Так они и стояли. Точнее, так они и продолжают стоять, словно позируя мне, чтоб я немножко попривык к ним обоим. Она – модно одета (по его словам, даже «вызывающе модно»); его твидовый пиджак и вельветовые брюки придают ему солидный, вполне подходящий к дорогой сумке с фотоаппаратурой вид добропочтенного туриста, путешествующего с познавательными целями.

– Если уж нельзя заплатить за цветы, то соблаговолите принять хотя бы то, что послужило поводом для завязавшейся беседы, а именно несколько белых грибов, допустим, этот, вон тот, тот и тот. Выглядят они аппетитно, не правда ли?

Она соблаговолила. Но проследила при этом, чтобы он отдал торговке не слишком много купюр.

– Здесь сумасшедшие цены! – воскликнула она. – Хотя ведь у господина полно немецких марок. Ему наши цены нипочем.

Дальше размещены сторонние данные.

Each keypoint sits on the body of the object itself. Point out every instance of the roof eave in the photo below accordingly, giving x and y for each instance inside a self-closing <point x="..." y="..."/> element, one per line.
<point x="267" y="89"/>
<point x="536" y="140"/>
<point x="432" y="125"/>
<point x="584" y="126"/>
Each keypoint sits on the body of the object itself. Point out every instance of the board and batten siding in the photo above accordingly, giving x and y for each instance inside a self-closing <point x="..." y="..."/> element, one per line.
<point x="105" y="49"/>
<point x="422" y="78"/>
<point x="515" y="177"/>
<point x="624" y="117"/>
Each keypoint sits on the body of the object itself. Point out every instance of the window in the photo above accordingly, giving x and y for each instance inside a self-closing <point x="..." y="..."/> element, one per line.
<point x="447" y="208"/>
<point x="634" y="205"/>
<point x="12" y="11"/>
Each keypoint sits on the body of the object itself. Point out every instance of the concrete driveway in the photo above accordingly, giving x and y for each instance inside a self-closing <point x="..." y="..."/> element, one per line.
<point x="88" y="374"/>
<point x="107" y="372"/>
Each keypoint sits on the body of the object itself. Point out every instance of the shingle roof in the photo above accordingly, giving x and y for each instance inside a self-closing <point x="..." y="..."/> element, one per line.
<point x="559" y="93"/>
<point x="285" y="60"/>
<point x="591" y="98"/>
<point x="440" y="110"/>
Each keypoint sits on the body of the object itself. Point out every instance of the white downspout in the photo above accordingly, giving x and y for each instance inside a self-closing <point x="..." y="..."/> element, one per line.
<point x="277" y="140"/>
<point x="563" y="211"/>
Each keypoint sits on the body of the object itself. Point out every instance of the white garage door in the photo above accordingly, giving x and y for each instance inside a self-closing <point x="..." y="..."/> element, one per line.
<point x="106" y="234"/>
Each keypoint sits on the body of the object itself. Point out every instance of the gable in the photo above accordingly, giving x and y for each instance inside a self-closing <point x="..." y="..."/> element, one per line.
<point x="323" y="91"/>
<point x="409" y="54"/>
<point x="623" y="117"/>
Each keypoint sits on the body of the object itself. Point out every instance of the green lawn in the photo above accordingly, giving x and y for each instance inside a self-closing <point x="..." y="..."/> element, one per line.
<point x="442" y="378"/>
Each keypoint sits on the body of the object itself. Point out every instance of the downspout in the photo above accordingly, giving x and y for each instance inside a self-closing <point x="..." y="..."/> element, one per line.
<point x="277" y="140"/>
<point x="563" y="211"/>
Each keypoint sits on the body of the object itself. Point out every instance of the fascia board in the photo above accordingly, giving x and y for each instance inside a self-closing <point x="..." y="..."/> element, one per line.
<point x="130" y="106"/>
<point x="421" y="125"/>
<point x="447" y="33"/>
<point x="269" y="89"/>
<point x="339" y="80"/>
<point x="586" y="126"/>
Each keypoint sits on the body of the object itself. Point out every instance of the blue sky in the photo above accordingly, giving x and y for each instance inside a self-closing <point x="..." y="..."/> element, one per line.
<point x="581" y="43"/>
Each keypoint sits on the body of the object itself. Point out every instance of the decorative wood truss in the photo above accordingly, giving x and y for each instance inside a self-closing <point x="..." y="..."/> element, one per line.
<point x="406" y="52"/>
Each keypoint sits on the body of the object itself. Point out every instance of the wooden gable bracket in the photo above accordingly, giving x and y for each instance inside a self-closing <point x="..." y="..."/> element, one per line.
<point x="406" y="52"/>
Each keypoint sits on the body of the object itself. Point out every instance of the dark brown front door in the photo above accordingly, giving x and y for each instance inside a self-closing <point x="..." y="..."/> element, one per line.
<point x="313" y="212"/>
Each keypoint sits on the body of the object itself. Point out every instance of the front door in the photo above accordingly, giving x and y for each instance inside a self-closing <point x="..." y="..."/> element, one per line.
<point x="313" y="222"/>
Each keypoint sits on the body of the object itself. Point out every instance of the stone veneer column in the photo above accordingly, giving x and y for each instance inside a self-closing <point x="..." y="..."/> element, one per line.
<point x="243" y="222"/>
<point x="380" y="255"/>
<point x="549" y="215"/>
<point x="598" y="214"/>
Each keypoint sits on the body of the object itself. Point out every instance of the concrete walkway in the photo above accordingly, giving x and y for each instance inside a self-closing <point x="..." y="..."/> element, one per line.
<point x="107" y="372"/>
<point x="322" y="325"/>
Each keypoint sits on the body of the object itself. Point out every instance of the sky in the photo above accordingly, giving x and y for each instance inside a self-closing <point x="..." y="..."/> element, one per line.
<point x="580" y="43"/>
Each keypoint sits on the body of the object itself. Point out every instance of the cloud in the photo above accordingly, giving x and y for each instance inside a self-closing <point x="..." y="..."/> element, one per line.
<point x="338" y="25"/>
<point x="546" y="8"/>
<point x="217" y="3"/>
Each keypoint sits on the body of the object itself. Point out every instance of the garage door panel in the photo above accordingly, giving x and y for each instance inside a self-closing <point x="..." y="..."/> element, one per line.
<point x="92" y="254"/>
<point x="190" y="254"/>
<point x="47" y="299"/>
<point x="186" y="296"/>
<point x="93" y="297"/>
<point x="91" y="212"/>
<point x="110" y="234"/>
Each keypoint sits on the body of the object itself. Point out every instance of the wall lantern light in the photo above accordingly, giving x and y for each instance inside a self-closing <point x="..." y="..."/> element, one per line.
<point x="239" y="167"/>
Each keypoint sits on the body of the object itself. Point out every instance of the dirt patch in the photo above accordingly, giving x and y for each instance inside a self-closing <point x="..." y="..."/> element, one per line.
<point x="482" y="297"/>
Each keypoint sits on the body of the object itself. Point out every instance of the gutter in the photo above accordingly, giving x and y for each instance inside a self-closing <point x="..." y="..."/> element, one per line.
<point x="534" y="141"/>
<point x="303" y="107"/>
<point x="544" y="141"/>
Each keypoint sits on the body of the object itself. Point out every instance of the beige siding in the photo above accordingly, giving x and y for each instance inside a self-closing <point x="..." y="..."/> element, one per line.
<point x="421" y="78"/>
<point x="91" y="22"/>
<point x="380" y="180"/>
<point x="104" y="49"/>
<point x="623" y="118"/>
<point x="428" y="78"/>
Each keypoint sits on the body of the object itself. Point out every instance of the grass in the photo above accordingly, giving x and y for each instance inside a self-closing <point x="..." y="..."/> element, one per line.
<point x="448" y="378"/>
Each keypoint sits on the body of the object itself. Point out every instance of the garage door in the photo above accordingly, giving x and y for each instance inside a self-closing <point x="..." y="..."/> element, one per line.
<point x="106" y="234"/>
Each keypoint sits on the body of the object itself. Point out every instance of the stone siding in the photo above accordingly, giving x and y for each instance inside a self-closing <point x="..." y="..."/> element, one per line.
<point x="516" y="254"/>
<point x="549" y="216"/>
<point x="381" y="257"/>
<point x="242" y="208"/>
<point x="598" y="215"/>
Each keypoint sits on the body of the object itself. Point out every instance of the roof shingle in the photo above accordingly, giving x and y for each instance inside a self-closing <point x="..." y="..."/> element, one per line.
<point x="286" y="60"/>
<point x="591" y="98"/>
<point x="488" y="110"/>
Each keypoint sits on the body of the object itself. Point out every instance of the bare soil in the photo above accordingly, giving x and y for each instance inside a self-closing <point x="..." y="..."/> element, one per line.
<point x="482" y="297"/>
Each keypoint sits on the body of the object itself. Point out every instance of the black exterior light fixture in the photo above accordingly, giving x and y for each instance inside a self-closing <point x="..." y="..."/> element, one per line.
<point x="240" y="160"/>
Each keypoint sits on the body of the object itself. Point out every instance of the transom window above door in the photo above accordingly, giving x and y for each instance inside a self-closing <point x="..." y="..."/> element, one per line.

Интересно, действительно ли он прикинул в уме соответствие цифры со многими нулями на польских банкнотах немецким маркам и собирался ли всерьез, без опасений, что она вновь посмеется над ним, напомнить о Чернобыле и необходимых мерах предосторожности; по крайней мере, в дневнике подобная запись налицо. Вполне достоверно, что перед покупкой грибов он их сфотографировал, назвав попутно марку своего японского фотоаппарата. Снимок, сделанный сверху и чуточку сбоку, так что объектив захватил мыски туфель сидящей торговки, запечатлел внушительные размеры белых грибов. Пара тех, что помоложе, имела крепкие ножки, даже более толстые, нежели шляпки, зато у грибов постарее мясистые, слегка перекрученные ножки были прикрыты широкими, пышными шляпками с краями, выгнутыми либо вовнутрь, либо наружу. Четверка грибов, повернутых фотографом друг к другу высокими и широкими шляпками, причем так, чтобы ни один из них не закрывал соседа, являла собой удачный натюрморт. Вероятно, именно таким и был комментарий вдовца, а, может, это вдова сказала: «Прямо настоящий натюрморт, да?», во всяком случае, в сумке, которая висела у вдовы через плечо, нашлась авоська, куда и были положены завернутые в газету грибы, а также пучок петрушки, подаренной торговкой в придачу.

Он хотел было понести авоську. Она не выпускала ее из рук.

Он настаивал. Она не позволила:

«Дарить, а потом самому еще и нести? Ну, уж нет».

В ходе некоторых препирательств, попыток завладеть авоськой, но так, чтобы не пострадало ее содержимое, моя пара оставалась на прежнем месте, будто не могла с ним расстаться. Авоська переходила из рук в руки. Вдова не давала ему нести и астры. Они спорили, будто давние знакомые, у которых имелось достаточно времени, чтобы хорошенько отрепетировать свои роли. В опере из них получился бы отменный дуэт, я даже знаю, что это за опера и на чью музыку.

Не было недостатка и в зрителях. Молча взирала на эту сцену торговка. Да, все вокруг стали свидетелями: восьмиугольная сторожевая башня, расположившаяся ныне в ней и битком набитая людьми меняльная лавка, широченный, словно разбухший от нутряных ароматов павильон крытого рынка, мрачная Николаевская церковь, торговки с площади и их покупатели; всюду толпились и суетились озабоченные своими повседневными нуждами люди, чьи и без того скудные капиталы ежечасно падали в цене, а вдова со вдовцом вели себя при этом так, будто речь шла о дележе совместно нажитого имущества: они спорили и не могли расстаться друг с другом.

– Все-таки мне пора.

– Нельзя ли вас проводить?

– Это довольно далеко.

– Мне было бы очень приятно, правда.

– Но мне нужно на кладбище…

– Если я буду в тягость, то…

– Ну хорошо, пойдемте.

Она понесла астры. Он авоську с грибами. При ходьбе он сутулился, как это бывает с высокими, худыми людьми. Она шла короткими шажками и звонко стучала каблучками. Он же слегка подволакивал ноги, отчего порой едва ли не спотыкался. Ростом он был выше ее на целую голову. Она была голубоглаза, он дальнозорок. У нее были золотисто-рыжие, подкрашенные волосы. У него усики с легкой проседью. От нее исходил сладковатый запах духов, от него слабый запах одеколона.

Они исчезли в прирыночной сутолоке. Отмелькал среди голов его берет. Произошло это незадолго до того, как колокола с церкви св. Катарины пробили одиннадцать. А что же я? Придется и мне последовать за моею парой.